What a beautiful sight — and smell!
We finally made our way to the Old City, on the west bank of the Saône, and wandered about the medieval streets. It was a gorgeous Saturday, sunny and in the 70s, and the Old City was jammed with tourists, mostly French (Lyon is the top weekend destination in France), a fair number of East Asians, and us. I hadn’t done much planning, so Nancy and I went to lunch at the first certified bouchon we found (four of the 21 are in the Old City), Le Laurencin.
We were seated in the very crowded restaurant, full of our fellow tourists. Most were speaking French, but Japanese was well represented, and I heard a spring of Vietnamese. Le Laurencin was doing a land office business, and from my seat, I was mesmerized by a view of dishes pouring out of the kitchen.
Nancy ordered a light lunch, just a salade Lyonnaise and a bottle of water. I ordered the oeuf en meurette to start, the quenelles de brochette, and a pot of wine, which worked out to about 2 1/2 glasses.
I had never heard of eggs meurette,
but, ever on food alert, I saw someone eating it as we made our way to our table, and I managed to translate some key words in the description. It’s an egg poached in a wine sauce with lardons (I think the French usually use fatback instead of the belly). It often is served with garlic bread. Here, the dish was chock full of lardons and croutons. With the yolk broken, eggs meurette is an absolutely delicious and deeply satisfying dish, a model of comfort food. It could make a meal in itself.

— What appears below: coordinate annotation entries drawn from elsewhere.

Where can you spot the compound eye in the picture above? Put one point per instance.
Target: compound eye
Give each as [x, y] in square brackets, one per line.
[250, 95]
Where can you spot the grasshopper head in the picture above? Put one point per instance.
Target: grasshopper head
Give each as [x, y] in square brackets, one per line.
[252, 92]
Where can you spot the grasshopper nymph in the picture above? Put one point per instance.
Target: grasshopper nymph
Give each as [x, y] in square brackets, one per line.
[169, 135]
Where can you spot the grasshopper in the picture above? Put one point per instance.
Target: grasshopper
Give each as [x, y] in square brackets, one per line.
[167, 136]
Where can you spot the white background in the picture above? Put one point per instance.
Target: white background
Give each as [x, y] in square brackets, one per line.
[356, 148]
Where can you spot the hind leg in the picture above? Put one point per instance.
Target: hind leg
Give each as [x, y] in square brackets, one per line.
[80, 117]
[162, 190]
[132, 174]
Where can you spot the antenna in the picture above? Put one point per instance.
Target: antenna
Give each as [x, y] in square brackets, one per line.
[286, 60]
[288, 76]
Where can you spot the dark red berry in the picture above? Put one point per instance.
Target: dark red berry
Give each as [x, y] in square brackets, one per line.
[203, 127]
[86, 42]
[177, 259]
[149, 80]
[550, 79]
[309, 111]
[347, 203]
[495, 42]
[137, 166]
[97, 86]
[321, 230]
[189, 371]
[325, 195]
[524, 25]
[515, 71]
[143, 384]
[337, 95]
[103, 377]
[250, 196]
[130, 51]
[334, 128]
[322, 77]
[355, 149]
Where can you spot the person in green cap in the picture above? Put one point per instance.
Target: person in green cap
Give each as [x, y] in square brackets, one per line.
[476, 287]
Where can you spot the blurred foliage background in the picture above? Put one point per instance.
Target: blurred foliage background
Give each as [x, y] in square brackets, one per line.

Bouchons are known for large portions, and any doubt of that score was erased by Nancy’s “light” lunch of a salade Lyonnaise.
Think of breakfast as a salad. That’s salade Lyonnaise, bacon and an egg over frisée. Nancy’s light salade Lyonnaise had not one but two beautifully poached eggs, about a pound of lardons, a head of green lettuce, and a small loaf’s worth of croutons. Salade lyonnaise is a wonderful salad, my favorite of all salads once you break the egg and spread the yolk. It is good in many ways but at Le Laurencin, light it is not.
My pike quennelle was another big dish. It’s made of ground pike, flour, and some veal fat and/or egg to bind. The mixture is formed in a thick sausage shape, surrounded by a lobster and cream sauce, and run under a Salamander, and here served with rice and a desultory lemon slice. (You can squeeze a lemon wedge. Slices are a waste.)
The quenelle itself did not have a lot of flavor, but the lobster sauce was delicious. It went well with bread as well as with the rice and quenelle.
Bouchon cuisine is not complex, and I daresay Le Laurencin is not the most sophisticated of bouchons. The salad was made with ordinary lettuce rather than bitter frisée, and I’m sure eggs meurette can get more careful and complex; but mine sure tasted good. This is hearty food, workers’ food, and at Le Laurencin, you get a very, very full meal for 15€ each (I think — that may be the price of the three course formule (as if dessert were conceivable after two courses)), and maybe 8€ more for the wine. The bouchon experience is a must in Lyon, and Le Laurencin is not a bad option at all. I enjoyed my meal, and I feel deeply indebted for the introduction to eggs meurette. I’ll give it a try at home during soup season. Go, but try to go during a weekday or at an off time, so that you and the kitchen can relax a bit.